Suppose that $X,Z,W$ are random variables and that we are interested in estimating the expectation of $X$, $E(X)$. Suppose that the distribution of $X$ is defined as:
$$ X\mid Z=z, W=w \sim \mathcal{F}_{Z,W} $$
That is, $X$ is conditionally defined with respect to values of $Z$ and $W$. Suppose now that we would like to find $E(X)$ through a sampling procedure
$$ E(X)=E_{W}\bigg(E_{Z\mid W}\left(E\bigg(X\mid Z,W\bigg)\mid W\right)\bigg) $$
If a sampling procedure were to be taken, it would be
- Draw a value of $w$ from the distribution of $W$.
- Draw a value of $z$ from the conditional distribution of $Z\mid W$.
- Draw a value of $x$ from the conditional distribution of $X\mid Z,W$.

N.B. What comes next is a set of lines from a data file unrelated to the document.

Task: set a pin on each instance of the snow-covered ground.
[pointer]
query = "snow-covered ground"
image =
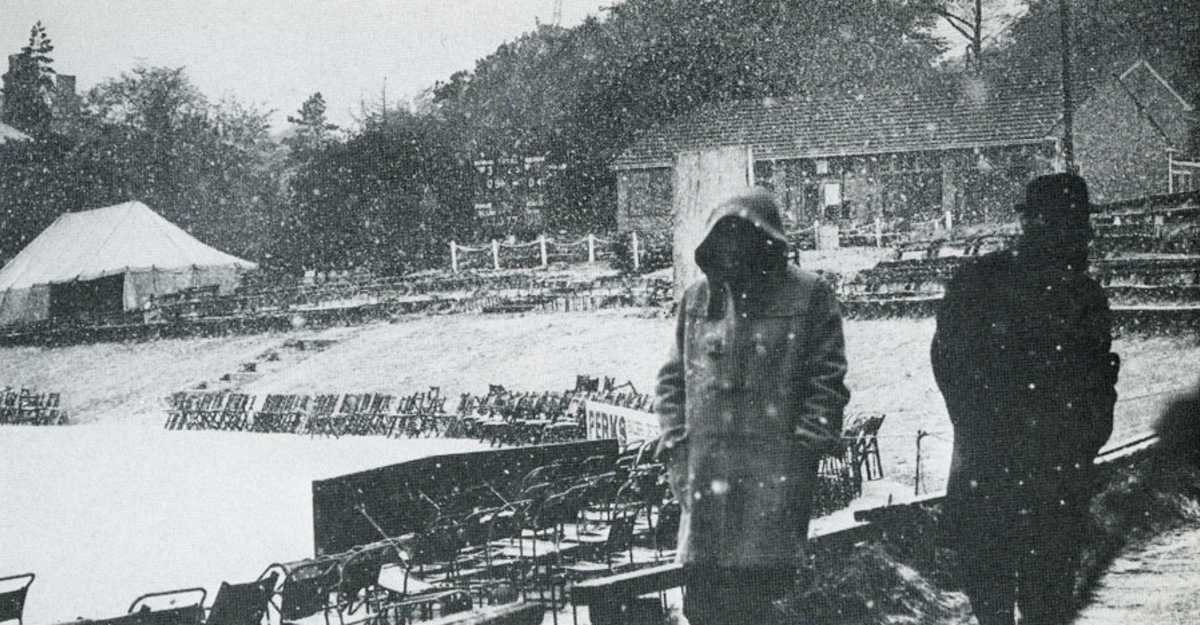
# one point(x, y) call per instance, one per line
point(106, 512)
point(118, 506)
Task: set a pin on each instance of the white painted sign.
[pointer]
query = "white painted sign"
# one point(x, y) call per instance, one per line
point(622, 424)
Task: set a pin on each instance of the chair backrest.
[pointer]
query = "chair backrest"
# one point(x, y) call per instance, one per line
point(184, 606)
point(873, 425)
point(13, 590)
point(306, 587)
point(241, 604)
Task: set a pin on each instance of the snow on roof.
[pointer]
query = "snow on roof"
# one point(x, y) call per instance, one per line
point(107, 241)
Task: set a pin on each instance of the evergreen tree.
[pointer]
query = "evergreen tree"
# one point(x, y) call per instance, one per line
point(312, 130)
point(29, 84)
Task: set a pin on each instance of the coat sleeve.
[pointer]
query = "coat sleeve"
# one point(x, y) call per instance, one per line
point(947, 353)
point(671, 394)
point(1101, 368)
point(823, 386)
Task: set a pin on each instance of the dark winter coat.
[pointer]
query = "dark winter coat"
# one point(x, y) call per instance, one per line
point(757, 361)
point(1021, 358)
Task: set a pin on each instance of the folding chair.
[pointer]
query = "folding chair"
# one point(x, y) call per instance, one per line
point(166, 607)
point(605, 556)
point(243, 604)
point(305, 588)
point(321, 420)
point(869, 448)
point(13, 590)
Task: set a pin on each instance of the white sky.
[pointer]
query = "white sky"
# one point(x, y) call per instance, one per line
point(275, 53)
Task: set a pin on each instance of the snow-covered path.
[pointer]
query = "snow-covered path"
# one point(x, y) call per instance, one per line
point(1153, 583)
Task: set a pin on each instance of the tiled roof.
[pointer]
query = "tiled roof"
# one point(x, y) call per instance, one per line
point(7, 133)
point(948, 113)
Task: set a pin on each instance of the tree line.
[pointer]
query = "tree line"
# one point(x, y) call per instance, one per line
point(390, 192)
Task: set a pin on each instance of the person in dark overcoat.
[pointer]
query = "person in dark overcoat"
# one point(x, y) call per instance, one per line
point(750, 397)
point(1021, 355)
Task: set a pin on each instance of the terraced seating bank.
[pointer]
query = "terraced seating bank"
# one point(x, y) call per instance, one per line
point(489, 536)
point(280, 304)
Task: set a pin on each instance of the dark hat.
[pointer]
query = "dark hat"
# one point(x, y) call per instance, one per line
point(1056, 198)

I would then like to know what happens if we instead do the following procedure:
$$ E_{W}\bigg(E\bigg(X\mid W\bigg)\bigg) $$
That is, we
- Draw a value of $w$ from the distribution of $W$.
- Draw a value of $x$ from the conditional distribution of $X\mid W$.
By the iterated expectations, or the tower property, the above should be equal to $E(Y)$. However, I am unsure if such a thing can be defined, and what this sort of phenomena is normally referred to.
For example, if the issue is that $X$ needs $Z,W$ to be defined, we can rewrite as:
$$ E\bigg(X\mid W=w\bigg)= \sum_z E\bigg(X\mid W, Z=z\bigg)P\left(Z=z\mid W=w\right) $$
Would it then be a sum of distributions?